Pria tersebut tertawa terbahak-bahak, Dila lekas menghela nafas panjang dan menghembuskannya perlahan.
"Setidaknya aku tidak menjual diri, atau bahkan menyerahkan tubuh dengan gratis pada suami orang," sahut Dila sambil memasang senyum terpaksa. Tawa perempuan yang duduk di bangku penumpang mobil tersebut, sontak saja hilang. Matanya melotot marah menatap Dila, pria yang tadi melontarkan kalimat ejekan, langsung menoleh ke arah perempuan yang duduk di sampingnya. Sadar kalau perempuan itu sedang marah, pria tersebut kembali menoleh dengan kasar untuk menatap Dila.
"Kau...."
"Sudahlah, Mul... Jangan merendahkan pasangan harammu lagi dengan mengejekku. Aneh... Zaman sekarang perempuan lebih bangga menjadi pasangan haram dibandingkan jadi pasangan halal. Mau aja dibawa kesana kemari, tapi tidak dinikahi." Dila lekas memotong ucapan Mulya, pria yang mengejeknya dari atas mobil entah milik siapa.

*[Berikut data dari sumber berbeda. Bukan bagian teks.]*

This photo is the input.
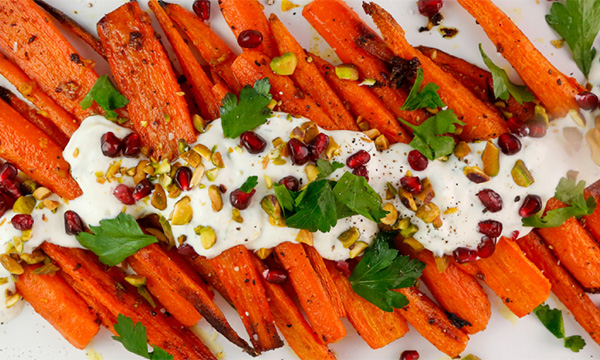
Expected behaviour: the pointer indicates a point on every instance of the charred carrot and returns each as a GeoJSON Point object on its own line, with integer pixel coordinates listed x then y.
{"type": "Point", "coordinates": [553, 88]}
{"type": "Point", "coordinates": [251, 66]}
{"type": "Point", "coordinates": [312, 296]}
{"type": "Point", "coordinates": [144, 75]}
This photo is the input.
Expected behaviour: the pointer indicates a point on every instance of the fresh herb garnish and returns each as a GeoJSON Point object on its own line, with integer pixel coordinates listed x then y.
{"type": "Point", "coordinates": [250, 112]}
{"type": "Point", "coordinates": [425, 98]}
{"type": "Point", "coordinates": [115, 239]}
{"type": "Point", "coordinates": [503, 87]}
{"type": "Point", "coordinates": [553, 321]}
{"type": "Point", "coordinates": [578, 22]}
{"type": "Point", "coordinates": [570, 193]}
{"type": "Point", "coordinates": [428, 136]}
{"type": "Point", "coordinates": [134, 339]}
{"type": "Point", "coordinates": [381, 270]}
{"type": "Point", "coordinates": [106, 96]}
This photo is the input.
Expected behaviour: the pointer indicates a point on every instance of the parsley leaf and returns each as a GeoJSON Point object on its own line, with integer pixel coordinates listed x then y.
{"type": "Point", "coordinates": [115, 239]}
{"type": "Point", "coordinates": [134, 339]}
{"type": "Point", "coordinates": [106, 96]}
{"type": "Point", "coordinates": [250, 112]}
{"type": "Point", "coordinates": [578, 22]}
{"type": "Point", "coordinates": [427, 136]}
{"type": "Point", "coordinates": [503, 87]}
{"type": "Point", "coordinates": [570, 193]}
{"type": "Point", "coordinates": [381, 270]}
{"type": "Point", "coordinates": [425, 98]}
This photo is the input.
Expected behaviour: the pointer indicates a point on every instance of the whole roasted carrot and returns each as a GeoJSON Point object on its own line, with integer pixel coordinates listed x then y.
{"type": "Point", "coordinates": [144, 75]}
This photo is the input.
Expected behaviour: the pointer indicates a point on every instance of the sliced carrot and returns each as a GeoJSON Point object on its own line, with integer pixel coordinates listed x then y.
{"type": "Point", "coordinates": [247, 293]}
{"type": "Point", "coordinates": [555, 90]}
{"type": "Point", "coordinates": [251, 66]}
{"type": "Point", "coordinates": [312, 296]}
{"type": "Point", "coordinates": [144, 75]}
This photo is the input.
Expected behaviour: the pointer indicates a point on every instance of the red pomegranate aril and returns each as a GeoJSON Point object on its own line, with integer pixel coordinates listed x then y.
{"type": "Point", "coordinates": [298, 152]}
{"type": "Point", "coordinates": [250, 39]}
{"type": "Point", "coordinates": [202, 9]}
{"type": "Point", "coordinates": [417, 161]}
{"type": "Point", "coordinates": [253, 142]}
{"type": "Point", "coordinates": [509, 144]}
{"type": "Point", "coordinates": [360, 158]}
{"type": "Point", "coordinates": [110, 144]}
{"type": "Point", "coordinates": [490, 199]}
{"type": "Point", "coordinates": [587, 100]}
{"type": "Point", "coordinates": [73, 223]}
{"type": "Point", "coordinates": [240, 199]}
{"type": "Point", "coordinates": [22, 222]}
{"type": "Point", "coordinates": [532, 204]}
{"type": "Point", "coordinates": [132, 145]}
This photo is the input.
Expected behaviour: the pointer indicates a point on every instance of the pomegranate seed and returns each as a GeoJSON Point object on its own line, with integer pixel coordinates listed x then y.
{"type": "Point", "coordinates": [417, 161]}
{"type": "Point", "coordinates": [531, 206]}
{"type": "Point", "coordinates": [110, 144]}
{"type": "Point", "coordinates": [412, 184]}
{"type": "Point", "coordinates": [250, 39]}
{"type": "Point", "coordinates": [73, 223]}
{"type": "Point", "coordinates": [290, 183]}
{"type": "Point", "coordinates": [240, 199]}
{"type": "Point", "coordinates": [490, 199]}
{"type": "Point", "coordinates": [183, 177]}
{"type": "Point", "coordinates": [360, 158]}
{"type": "Point", "coordinates": [143, 189]}
{"type": "Point", "coordinates": [491, 228]}
{"type": "Point", "coordinates": [202, 9]}
{"type": "Point", "coordinates": [22, 222]}
{"type": "Point", "coordinates": [463, 255]}
{"type": "Point", "coordinates": [132, 145]}
{"type": "Point", "coordinates": [509, 144]}
{"type": "Point", "coordinates": [298, 152]}
{"type": "Point", "coordinates": [587, 100]}
{"type": "Point", "coordinates": [253, 142]}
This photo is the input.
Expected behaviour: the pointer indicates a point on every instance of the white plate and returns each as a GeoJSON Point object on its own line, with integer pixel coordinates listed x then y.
{"type": "Point", "coordinates": [30, 337]}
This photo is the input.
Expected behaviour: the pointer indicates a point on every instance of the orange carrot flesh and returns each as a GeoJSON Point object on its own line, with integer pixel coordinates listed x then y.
{"type": "Point", "coordinates": [377, 327]}
{"type": "Point", "coordinates": [144, 75]}
{"type": "Point", "coordinates": [57, 302]}
{"type": "Point", "coordinates": [34, 153]}
{"type": "Point", "coordinates": [553, 88]}
{"type": "Point", "coordinates": [251, 66]}
{"type": "Point", "coordinates": [239, 276]}
{"type": "Point", "coordinates": [312, 296]}
{"type": "Point", "coordinates": [309, 79]}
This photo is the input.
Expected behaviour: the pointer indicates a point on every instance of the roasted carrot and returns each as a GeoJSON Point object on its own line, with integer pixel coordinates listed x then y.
{"type": "Point", "coordinates": [144, 75]}
{"type": "Point", "coordinates": [247, 293]}
{"type": "Point", "coordinates": [432, 323]}
{"type": "Point", "coordinates": [564, 286]}
{"type": "Point", "coordinates": [480, 121]}
{"type": "Point", "coordinates": [312, 296]}
{"type": "Point", "coordinates": [251, 66]}
{"type": "Point", "coordinates": [555, 90]}
{"type": "Point", "coordinates": [377, 327]}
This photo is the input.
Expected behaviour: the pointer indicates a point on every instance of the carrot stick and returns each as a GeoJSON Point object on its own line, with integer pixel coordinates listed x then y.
{"type": "Point", "coordinates": [34, 153]}
{"type": "Point", "coordinates": [481, 122]}
{"type": "Point", "coordinates": [309, 79]}
{"type": "Point", "coordinates": [58, 303]}
{"type": "Point", "coordinates": [432, 323]}
{"type": "Point", "coordinates": [377, 327]}
{"type": "Point", "coordinates": [311, 294]}
{"type": "Point", "coordinates": [553, 88]}
{"type": "Point", "coordinates": [244, 287]}
{"type": "Point", "coordinates": [33, 43]}
{"type": "Point", "coordinates": [29, 89]}
{"type": "Point", "coordinates": [144, 75]}
{"type": "Point", "coordinates": [564, 286]}
{"type": "Point", "coordinates": [251, 66]}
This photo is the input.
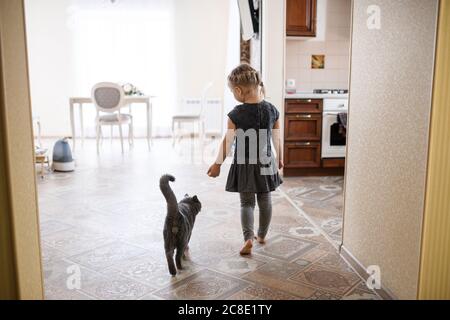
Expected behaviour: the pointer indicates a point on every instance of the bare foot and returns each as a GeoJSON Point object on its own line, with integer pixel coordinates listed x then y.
{"type": "Point", "coordinates": [260, 240]}
{"type": "Point", "coordinates": [247, 248]}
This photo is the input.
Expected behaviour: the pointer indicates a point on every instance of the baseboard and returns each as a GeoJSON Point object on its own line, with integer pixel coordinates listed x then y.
{"type": "Point", "coordinates": [313, 172]}
{"type": "Point", "coordinates": [359, 268]}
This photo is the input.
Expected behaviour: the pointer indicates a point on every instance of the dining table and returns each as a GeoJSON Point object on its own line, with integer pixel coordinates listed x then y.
{"type": "Point", "coordinates": [81, 102]}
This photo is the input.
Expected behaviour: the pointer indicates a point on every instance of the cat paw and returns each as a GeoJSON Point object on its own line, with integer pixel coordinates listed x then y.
{"type": "Point", "coordinates": [247, 248]}
{"type": "Point", "coordinates": [173, 271]}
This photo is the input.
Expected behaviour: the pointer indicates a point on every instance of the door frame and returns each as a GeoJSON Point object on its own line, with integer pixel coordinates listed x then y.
{"type": "Point", "coordinates": [20, 265]}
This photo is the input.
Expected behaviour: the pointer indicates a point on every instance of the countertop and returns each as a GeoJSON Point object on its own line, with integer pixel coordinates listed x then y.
{"type": "Point", "coordinates": [306, 95]}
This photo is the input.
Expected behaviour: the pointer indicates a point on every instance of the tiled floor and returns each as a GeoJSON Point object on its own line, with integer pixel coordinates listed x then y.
{"type": "Point", "coordinates": [104, 223]}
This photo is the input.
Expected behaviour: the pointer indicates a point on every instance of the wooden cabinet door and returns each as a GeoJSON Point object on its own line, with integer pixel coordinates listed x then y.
{"type": "Point", "coordinates": [303, 127]}
{"type": "Point", "coordinates": [302, 155]}
{"type": "Point", "coordinates": [301, 16]}
{"type": "Point", "coordinates": [304, 106]}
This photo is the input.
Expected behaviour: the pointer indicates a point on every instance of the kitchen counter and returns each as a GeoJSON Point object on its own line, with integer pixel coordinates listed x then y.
{"type": "Point", "coordinates": [305, 95]}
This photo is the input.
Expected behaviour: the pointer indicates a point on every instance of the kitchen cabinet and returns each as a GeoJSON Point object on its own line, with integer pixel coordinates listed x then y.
{"type": "Point", "coordinates": [301, 18]}
{"type": "Point", "coordinates": [303, 133]}
{"type": "Point", "coordinates": [303, 127]}
{"type": "Point", "coordinates": [302, 155]}
{"type": "Point", "coordinates": [303, 140]}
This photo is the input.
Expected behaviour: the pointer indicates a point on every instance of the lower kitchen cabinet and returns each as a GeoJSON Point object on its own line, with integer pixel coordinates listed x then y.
{"type": "Point", "coordinates": [302, 155]}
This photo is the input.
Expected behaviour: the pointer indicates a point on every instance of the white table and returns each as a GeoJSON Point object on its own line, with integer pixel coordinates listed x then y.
{"type": "Point", "coordinates": [81, 101]}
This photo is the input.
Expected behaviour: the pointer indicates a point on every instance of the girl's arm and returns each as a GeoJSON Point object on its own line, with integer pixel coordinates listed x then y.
{"type": "Point", "coordinates": [224, 150]}
{"type": "Point", "coordinates": [276, 136]}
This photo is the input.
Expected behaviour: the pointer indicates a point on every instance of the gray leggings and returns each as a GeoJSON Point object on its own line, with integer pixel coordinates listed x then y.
{"type": "Point", "coordinates": [247, 209]}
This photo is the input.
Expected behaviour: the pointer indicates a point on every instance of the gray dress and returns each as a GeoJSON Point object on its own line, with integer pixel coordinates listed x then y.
{"type": "Point", "coordinates": [248, 174]}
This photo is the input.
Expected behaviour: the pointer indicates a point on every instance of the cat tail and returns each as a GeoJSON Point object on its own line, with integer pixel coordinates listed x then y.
{"type": "Point", "coordinates": [171, 199]}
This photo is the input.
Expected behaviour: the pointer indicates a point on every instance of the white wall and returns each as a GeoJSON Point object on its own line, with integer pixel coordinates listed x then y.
{"type": "Point", "coordinates": [273, 43]}
{"type": "Point", "coordinates": [201, 38]}
{"type": "Point", "coordinates": [50, 50]}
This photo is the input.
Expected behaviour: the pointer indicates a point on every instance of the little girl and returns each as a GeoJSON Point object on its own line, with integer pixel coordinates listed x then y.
{"type": "Point", "coordinates": [254, 172]}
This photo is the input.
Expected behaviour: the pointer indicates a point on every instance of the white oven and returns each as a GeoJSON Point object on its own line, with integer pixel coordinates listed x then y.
{"type": "Point", "coordinates": [333, 136]}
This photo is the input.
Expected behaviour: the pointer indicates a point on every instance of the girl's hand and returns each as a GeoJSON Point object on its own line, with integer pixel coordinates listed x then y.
{"type": "Point", "coordinates": [214, 171]}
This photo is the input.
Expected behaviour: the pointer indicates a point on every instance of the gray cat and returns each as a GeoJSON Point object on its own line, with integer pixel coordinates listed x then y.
{"type": "Point", "coordinates": [179, 223]}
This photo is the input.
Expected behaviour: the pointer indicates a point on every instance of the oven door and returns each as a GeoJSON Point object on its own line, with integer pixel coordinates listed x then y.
{"type": "Point", "coordinates": [333, 139]}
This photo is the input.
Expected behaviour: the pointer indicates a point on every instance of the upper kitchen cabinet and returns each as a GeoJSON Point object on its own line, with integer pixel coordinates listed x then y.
{"type": "Point", "coordinates": [301, 18]}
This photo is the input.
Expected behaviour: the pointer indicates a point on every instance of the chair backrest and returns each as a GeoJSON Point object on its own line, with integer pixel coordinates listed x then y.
{"type": "Point", "coordinates": [108, 97]}
{"type": "Point", "coordinates": [206, 88]}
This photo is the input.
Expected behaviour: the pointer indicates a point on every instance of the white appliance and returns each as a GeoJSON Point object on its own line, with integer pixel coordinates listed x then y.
{"type": "Point", "coordinates": [333, 139]}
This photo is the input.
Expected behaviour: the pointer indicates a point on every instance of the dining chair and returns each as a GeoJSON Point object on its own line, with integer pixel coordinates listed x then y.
{"type": "Point", "coordinates": [196, 118]}
{"type": "Point", "coordinates": [108, 99]}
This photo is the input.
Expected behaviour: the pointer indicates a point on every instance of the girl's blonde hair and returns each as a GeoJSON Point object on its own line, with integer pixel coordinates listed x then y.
{"type": "Point", "coordinates": [246, 76]}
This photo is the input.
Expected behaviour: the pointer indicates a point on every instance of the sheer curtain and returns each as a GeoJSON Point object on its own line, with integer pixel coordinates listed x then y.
{"type": "Point", "coordinates": [127, 41]}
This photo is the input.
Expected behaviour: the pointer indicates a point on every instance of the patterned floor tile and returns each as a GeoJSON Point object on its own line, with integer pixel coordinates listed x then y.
{"type": "Point", "coordinates": [106, 256]}
{"type": "Point", "coordinates": [204, 285]}
{"type": "Point", "coordinates": [114, 287]}
{"type": "Point", "coordinates": [257, 292]}
{"type": "Point", "coordinates": [279, 284]}
{"type": "Point", "coordinates": [334, 281]}
{"type": "Point", "coordinates": [238, 265]}
{"type": "Point", "coordinates": [286, 248]}
{"type": "Point", "coordinates": [151, 271]}
{"type": "Point", "coordinates": [117, 212]}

"Hey, tukang ojek jelek!! Makanya kalau punya suami tu dijaga!! Gimana mau punya suami setia kalau nggak bisa buat nikmat, ya jelas aja ditinggal! Dua kali pula!!" Perempuan yang duduk di samping Mulya, Rina, menyahut dari dalam mobil, Dila hanya tersenyum sinis mendengar kalimat tersebut.
"Ini bukan soal kenikmatan... Ini hanya soal harga, yang murahan kan lebih mudah di dapat dan dilupakan. Lagian, laki-laki lapar yang suka celap celup nggak terlalu penting untuk dipertahankan, buat apa? Tempat yang pantas untuk sampah ya cuma di tempat sampah!"
"Kau!!"
Mulya segera membuka kunci pintu mobil, lalu menekan handle pintu tersebut untuk segera membuka pintu untuk turun. Belum lagi pintu terbuka lebar, Dila lekas menendang pintu tersebut sekuat tenaga, hingga pintu tersebut menutup lagi. Mulya menatap nyalang pada Dila, dibalas dengan pelototan tajam dari Dila yang masih duduk di atas motornya.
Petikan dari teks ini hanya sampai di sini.